We spoke in lofty terms of independence, but we began interfering in other people’s affairs.

Lately, it seems like Uncle Sam is poking his red, white, and blue schnoz into everyone else’s business.

Politicians will use any excuse to try to justify American involvement in other people’s problems, and if the facts don’t justify the action, they just manufacture their own facts.

Now, it appears we are drifting toward some sort of military intervention in Syria.

One wonders how many Americans could even find Syria on a map, much less care what goes on there. Do we really want to risk American lives or expend our resources there?

Some might say we have more than enough trouble at home, and don’t need to go looking for trouble in someone else’s backyard.

If we aren’t careful, we will be accused of hubris or even hypocrisy if we continue to preach about independence while trying to control every other country on the face of the planet.

Being big and powerful doesn’t give us the right to bully everyone else.

Politicians talk about defending our national security interests.

Well, if I go into some guy’s backyard and poke him on the beezer, and he turns around and slugs me in the gut, I can’t very well justify pounding him in the name of self-defense, since I was the one who started the thing. However, that isn’t too different from the way our foreign policy seems to work sometimes.

We make up our own rules for what we consider acceptable behavior, and then, if another nation or regime violates our rules, we consider this justification to attack them.

Some critics might suggest that is just bullying on an international scale.

We have spent countless dollars and too many American lives in dubious battles around the globe, and it isn’t exactly clear what we have accomplished.

It doesn’t seem to have made us more popular.

One might question whether it has made the world safer or more stable.

We can’t afford to police the world, nor should we.

We demand that we be left alone to make our own decisions and our own mistakes. Why should other countries expect any less?

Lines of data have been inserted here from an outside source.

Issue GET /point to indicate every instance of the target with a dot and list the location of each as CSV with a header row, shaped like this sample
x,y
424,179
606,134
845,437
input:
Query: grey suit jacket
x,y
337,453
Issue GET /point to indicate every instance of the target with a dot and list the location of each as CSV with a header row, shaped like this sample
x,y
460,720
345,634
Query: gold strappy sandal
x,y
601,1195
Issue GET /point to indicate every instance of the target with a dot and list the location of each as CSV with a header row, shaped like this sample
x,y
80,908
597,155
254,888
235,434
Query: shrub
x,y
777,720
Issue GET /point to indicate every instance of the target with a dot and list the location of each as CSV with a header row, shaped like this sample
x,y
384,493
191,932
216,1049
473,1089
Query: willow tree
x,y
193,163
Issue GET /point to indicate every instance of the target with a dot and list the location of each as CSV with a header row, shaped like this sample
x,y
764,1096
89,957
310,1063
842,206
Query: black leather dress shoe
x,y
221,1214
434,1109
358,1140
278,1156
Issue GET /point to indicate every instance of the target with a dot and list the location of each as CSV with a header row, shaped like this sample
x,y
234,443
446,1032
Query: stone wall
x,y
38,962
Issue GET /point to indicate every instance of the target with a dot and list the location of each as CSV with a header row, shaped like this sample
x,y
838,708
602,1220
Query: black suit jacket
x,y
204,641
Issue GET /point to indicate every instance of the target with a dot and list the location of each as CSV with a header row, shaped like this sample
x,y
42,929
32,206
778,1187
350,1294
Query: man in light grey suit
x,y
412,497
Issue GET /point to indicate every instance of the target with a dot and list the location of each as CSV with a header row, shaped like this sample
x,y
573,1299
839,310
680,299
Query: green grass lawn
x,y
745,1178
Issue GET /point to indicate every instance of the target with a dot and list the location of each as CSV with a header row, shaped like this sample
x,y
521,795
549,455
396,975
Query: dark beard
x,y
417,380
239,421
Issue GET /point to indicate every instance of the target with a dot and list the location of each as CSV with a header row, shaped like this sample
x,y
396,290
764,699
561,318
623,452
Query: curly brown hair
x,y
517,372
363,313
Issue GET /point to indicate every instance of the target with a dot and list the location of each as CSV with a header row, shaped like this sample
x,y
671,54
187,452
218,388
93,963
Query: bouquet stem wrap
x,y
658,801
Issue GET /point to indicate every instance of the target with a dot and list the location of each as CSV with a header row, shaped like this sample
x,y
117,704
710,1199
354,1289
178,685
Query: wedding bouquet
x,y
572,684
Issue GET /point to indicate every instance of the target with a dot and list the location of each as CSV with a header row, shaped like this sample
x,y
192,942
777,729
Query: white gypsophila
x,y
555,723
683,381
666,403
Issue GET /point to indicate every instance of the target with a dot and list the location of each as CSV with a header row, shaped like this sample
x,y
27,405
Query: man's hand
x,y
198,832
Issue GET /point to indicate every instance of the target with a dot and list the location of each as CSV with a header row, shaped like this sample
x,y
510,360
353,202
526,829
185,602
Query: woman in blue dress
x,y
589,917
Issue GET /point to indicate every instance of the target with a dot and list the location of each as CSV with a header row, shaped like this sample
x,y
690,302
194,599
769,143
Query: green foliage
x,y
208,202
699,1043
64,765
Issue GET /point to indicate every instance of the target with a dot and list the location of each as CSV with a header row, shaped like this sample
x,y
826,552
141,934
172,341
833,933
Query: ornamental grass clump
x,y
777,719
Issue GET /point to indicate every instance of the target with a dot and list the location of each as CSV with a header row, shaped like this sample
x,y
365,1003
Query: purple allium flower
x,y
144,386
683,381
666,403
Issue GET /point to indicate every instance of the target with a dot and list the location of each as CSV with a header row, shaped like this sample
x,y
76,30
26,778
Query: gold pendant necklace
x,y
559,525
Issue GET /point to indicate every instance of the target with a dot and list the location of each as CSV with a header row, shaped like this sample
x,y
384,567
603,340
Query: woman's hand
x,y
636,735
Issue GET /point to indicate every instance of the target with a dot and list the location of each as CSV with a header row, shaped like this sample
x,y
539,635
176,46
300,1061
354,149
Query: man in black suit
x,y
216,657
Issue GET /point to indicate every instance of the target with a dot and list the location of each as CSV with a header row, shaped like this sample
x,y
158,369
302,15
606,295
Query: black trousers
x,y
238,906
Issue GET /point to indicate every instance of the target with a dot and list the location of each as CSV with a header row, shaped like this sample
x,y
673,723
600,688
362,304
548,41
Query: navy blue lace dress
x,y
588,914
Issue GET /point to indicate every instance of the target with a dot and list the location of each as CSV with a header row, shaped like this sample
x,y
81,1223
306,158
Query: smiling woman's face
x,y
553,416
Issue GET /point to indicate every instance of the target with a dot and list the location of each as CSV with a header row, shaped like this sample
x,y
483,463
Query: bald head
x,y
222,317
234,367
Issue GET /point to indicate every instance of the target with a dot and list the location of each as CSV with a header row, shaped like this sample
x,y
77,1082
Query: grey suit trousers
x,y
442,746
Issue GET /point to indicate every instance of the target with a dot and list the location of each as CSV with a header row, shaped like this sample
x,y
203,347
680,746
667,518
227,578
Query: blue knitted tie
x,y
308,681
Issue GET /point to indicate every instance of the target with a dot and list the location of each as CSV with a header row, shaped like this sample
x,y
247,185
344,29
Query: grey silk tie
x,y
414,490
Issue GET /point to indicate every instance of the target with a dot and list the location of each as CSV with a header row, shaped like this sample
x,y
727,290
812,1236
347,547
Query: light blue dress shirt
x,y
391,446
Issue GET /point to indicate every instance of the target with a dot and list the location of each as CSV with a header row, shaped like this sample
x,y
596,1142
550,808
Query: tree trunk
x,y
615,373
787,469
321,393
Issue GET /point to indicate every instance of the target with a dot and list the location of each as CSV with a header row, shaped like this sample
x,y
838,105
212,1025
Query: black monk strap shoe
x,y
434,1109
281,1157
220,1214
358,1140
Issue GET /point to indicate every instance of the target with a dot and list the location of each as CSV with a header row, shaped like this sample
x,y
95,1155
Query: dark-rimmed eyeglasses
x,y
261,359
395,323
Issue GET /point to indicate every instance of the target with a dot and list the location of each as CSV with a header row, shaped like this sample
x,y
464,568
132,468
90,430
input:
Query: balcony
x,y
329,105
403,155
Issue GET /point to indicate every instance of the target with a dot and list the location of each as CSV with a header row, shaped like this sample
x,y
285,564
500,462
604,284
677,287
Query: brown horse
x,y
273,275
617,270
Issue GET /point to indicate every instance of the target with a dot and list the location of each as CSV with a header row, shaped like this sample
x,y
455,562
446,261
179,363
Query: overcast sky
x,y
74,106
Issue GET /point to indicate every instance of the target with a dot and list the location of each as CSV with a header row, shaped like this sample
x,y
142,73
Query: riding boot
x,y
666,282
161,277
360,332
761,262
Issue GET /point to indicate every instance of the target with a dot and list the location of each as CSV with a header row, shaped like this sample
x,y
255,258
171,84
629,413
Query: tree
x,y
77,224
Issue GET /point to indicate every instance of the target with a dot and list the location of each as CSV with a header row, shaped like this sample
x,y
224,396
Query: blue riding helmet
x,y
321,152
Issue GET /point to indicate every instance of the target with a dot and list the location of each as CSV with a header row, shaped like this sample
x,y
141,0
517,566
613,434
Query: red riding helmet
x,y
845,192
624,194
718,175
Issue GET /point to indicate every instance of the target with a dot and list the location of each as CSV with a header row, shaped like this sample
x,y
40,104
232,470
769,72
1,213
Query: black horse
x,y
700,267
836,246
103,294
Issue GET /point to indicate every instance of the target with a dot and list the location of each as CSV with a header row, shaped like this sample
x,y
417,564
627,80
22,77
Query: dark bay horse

We may not like some things that go on in other countries, but maybe it’s time for us to mind our own business for a change.

If other countries are torn by competing factions and plunge into civil war, maybe we should just let them get on with it, instead of interfering in other countries and picking winners and losers in their internal conflicts.

When problems develop in other parts of the world, our politicians often say the actions of other nations are an affront to the international community.

However, if we aren’t able to gain the support of the United Nations, or even our allies, we seem perfectly willing to take unilateral action.

We claim we are doing what we do for the benefit of our neighbors – even if they don’t want us to do it.

Instead of rushing helter-skelter into every trouble spot in the world and throwing our weight around, maybe we should just chill out for awhile and concentrate on solving the problems we face here at home.

The politicians say military action is unavoidable, and we must use force to save face and maintain our credibility.

Cynical observers, on the other hand, might conclude military action is absolutely avoidable. They might suggest we can, and should avoid it until every other option has been exhausted, or at least until we have a crystal clear understanding of what we are trying to accomplish and what the consequences of our actions might be.

And, as far as saving face and maintaining credibility are concerned, respect must be earned. Whether it is on a playground, in a community, or on the world stage, people don’t respect bullies. They might fear them, or temporarily try to appease them, but they never respect them.

If we are going to preach the virtues of independence, maybe it’s time to give other countries their independence, as well, whether we agree with them or not.

There may be something to be said for leading by example, rather than by force.

If we are serious about solving problems, there are plenty of opportunities right here in the good old USA, so maybe we should start with those.